Грабитель двинулся на него, но прежде чем он успел взмахнуть ножом, Габриель мертвой хваткой вцепился в его запястье.

Сара увидела ужас в глазах мужчины, которому Габриель безжалостно выкручивал руку, пока тот не обессилел и не выронил нож.

Она ощутила приступ тошноты при звуке медленно крошившихся костей, видя, как кровь отлила от лица бродяги и слезы покатились из его глаза, слыша страшные, полные агонии крики, рвавшиеся из его горла.

— Пощадите, месье, — стонал человек, — сжальтесь, умоляю!

— Габриель, отпусти его! я Она стояла за его спиной и могла видеть, как он весь напрягся при звуках ее голоса, как бы внезапно вспомнив, что она стоит рядом и наблюдает за этой сценой.

Сделав шаг вперед, Сара положила руку ему на плечо.

— Прошу, Габриель, пожалуйста, дай ему уйти.

Габриель резко отпустил бродягу, и тот повалился к его ногам, прижимая изувеченную руку к груди.

— Не попадайся мне снова, — сказал Габриель и повел Сару назад, к выходу.

— Мне нужно остановиться, — слабо проговорила она. — Пожалуйста я…

— Сара, что с тобой?

— Мне нехорошо…

Габриель поддержал Сару за талию, пока ее рвало.

Когда приступ миновал, он вытер ей рот платочком и, взяв на руки, понес домой. И все это время он ругал себя за то, что поступил так свирепо в ее присутствии. Почему было просто не отдать бродяге кошелек?

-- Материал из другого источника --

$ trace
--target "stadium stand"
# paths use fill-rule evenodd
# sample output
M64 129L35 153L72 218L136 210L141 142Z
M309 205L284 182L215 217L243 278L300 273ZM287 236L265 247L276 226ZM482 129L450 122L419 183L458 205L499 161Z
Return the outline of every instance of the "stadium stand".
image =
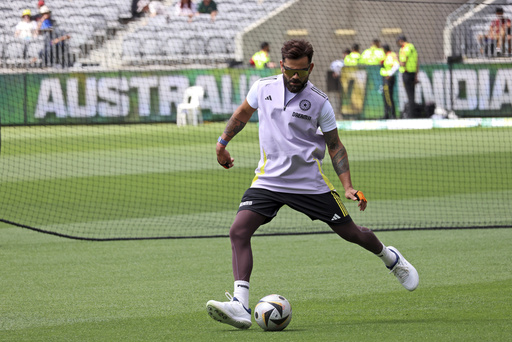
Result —
M448 18L445 28L445 55L460 55L464 58L488 58L507 56L508 42L502 52L494 49L495 42L485 42L483 38L489 26L496 19L496 8L503 8L505 19L512 19L512 0L486 1L478 4L475 0L454 11ZM492 47L492 48L491 48Z
M101 65L106 58L120 65L211 63L234 59L235 37L245 27L269 15L290 0L219 0L215 22L198 15L189 23L174 13L175 1L164 1L167 15L133 18L131 0L52 0L55 27L71 39L67 42L70 65ZM23 9L33 9L30 1L13 1L0 8L0 37L3 66L44 67L38 51L43 41L14 42L13 28ZM187 44L183 41L187 40ZM9 44L6 44L9 42ZM39 46L39 48L38 48Z

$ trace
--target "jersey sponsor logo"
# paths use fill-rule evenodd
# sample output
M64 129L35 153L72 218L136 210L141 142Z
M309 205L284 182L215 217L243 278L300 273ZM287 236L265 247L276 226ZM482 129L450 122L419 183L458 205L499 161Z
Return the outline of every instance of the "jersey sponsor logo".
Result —
M252 201L242 202L242 203L240 203L239 207L243 207L243 206L246 206L246 205L252 205Z
M311 90L317 93L318 95L322 96L324 99L327 98L327 95L317 87L311 87Z
M309 100L302 100L299 103L299 107L306 112L309 110L309 108L311 108L311 102L309 102Z
M311 121L311 116L306 115L306 114L301 114L301 113L293 112L292 116L296 117L298 119L303 119L303 120Z

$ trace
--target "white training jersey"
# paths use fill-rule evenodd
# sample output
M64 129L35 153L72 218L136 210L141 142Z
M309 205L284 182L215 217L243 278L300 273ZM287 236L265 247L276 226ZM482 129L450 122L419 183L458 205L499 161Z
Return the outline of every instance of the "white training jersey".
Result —
M311 82L301 92L291 93L283 75L277 75L257 81L247 102L258 109L261 155L251 187L297 194L332 190L322 172L326 148L322 131L336 128L327 95Z

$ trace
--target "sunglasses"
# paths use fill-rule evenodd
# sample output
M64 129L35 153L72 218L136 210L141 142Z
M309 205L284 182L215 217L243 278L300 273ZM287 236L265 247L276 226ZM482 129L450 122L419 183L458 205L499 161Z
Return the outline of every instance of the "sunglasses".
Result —
M307 68L304 69L290 69L283 65L284 68L284 74L290 78L292 78L295 74L299 76L299 78L305 78L309 75L309 65Z

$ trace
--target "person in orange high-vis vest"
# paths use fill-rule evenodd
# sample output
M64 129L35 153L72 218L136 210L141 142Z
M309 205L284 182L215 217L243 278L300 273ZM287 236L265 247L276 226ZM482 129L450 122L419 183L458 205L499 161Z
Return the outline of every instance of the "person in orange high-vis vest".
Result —
M393 93L396 82L396 72L400 68L400 62L396 53L391 51L389 45L385 44L384 60L382 61L382 68L380 68L380 75L382 76L382 96L384 98L384 119L395 119L395 100Z

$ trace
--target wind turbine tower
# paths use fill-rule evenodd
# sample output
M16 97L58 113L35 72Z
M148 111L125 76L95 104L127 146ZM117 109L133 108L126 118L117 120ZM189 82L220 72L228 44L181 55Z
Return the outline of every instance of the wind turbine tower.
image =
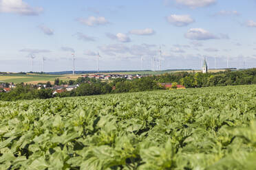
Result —
M98 52L98 73L100 73L100 53Z
M46 60L46 58L45 57L43 57L43 73L45 73L45 61Z
M214 58L214 69L216 69L216 56Z
M155 56L153 56L153 71L155 71Z
M74 60L75 60L75 56L74 53L72 54L73 56L73 75L74 75Z
M161 46L159 47L159 70L162 71L162 50Z
M142 71L143 70L143 56L141 56L141 58L140 58L140 70Z
M36 58L34 54L31 54L30 56L31 61L32 61L32 72L34 72L34 59Z

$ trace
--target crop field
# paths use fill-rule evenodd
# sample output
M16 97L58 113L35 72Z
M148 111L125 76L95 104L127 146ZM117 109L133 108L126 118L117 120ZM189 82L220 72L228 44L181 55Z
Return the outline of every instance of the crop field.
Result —
M175 72L182 72L186 71L189 73L198 73L202 72L202 70L178 70L178 71L170 71L170 70L164 70L164 71L129 71L129 72L114 72L114 73L103 73L103 74L120 74L120 75L161 75L164 73L173 73ZM220 71L225 71L225 69L209 69L209 73L217 73Z
M47 82L54 82L54 80L59 78L64 81L76 80L79 75L37 75L37 74L12 74L0 75L0 81L8 83L27 83L37 84L39 82L46 83Z
M0 102L0 169L256 169L256 86Z

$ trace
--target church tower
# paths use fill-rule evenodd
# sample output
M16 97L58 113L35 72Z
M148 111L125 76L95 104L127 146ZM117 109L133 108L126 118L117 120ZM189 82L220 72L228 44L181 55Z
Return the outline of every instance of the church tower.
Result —
M206 60L205 60L205 58L204 58L204 65L202 67L202 73L206 73L207 72L208 72L208 66L207 66Z

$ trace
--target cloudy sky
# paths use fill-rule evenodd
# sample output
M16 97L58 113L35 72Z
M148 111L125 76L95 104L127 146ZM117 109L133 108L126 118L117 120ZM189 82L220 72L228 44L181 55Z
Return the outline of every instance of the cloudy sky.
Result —
M0 71L256 67L256 0L0 0ZM159 49L162 49L160 58Z

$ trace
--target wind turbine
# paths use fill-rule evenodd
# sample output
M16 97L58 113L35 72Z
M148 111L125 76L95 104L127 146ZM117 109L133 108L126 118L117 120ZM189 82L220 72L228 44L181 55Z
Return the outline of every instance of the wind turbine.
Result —
M153 71L155 71L155 56L153 56Z
M75 60L75 56L74 53L72 54L73 56L73 75L74 75L74 60Z
M141 56L141 58L140 58L140 70L142 71L143 70L143 56Z
M30 54L32 61L32 72L34 72L34 59L36 58L33 53Z
M161 46L159 47L159 70L162 71L162 50Z
M216 69L216 56L214 58L214 69Z
M98 52L98 50L97 56L98 56L98 73L100 73L100 57L101 57L100 56L100 53Z
M46 60L46 58L45 57L43 57L43 73L45 73L45 61Z

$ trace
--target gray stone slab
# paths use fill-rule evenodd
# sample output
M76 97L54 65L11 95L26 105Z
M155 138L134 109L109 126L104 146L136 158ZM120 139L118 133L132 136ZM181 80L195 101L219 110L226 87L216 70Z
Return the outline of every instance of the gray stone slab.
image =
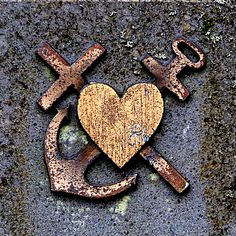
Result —
M0 235L235 235L235 7L212 3L0 3ZM122 93L153 80L139 58L173 58L171 42L185 36L207 55L200 72L182 79L191 98L165 94L165 115L153 145L190 182L176 194L141 158L119 170L101 156L88 170L92 183L138 173L136 189L91 201L52 193L43 161L43 138L55 111L36 102L57 78L35 56L49 42L69 62L94 41L107 54L86 74ZM75 115L60 131L67 158L87 137Z

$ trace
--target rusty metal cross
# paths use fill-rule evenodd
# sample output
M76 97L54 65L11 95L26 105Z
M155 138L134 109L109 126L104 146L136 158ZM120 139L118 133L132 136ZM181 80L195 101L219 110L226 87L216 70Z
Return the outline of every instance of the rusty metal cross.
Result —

В самом деле, он бы не обеднел из-за нескольких франков.

Когда они оказались в квартире Сары, Габриель положил ее на постель и принес стакан воды прополоскать рот. Затем приготовил горячий чай, слегка разбавив его бренди.

— Лучше? — спросил он, когда она отставила пустую чашку.

Отводя взгляд в сторону, Сара кивнула. Она все еще слышала хруст человеческих костей, крушимых рукой Габриеля. Воспоминание об этом делало ее больной, но и заставляло восхищаться его нечеловеческой силой.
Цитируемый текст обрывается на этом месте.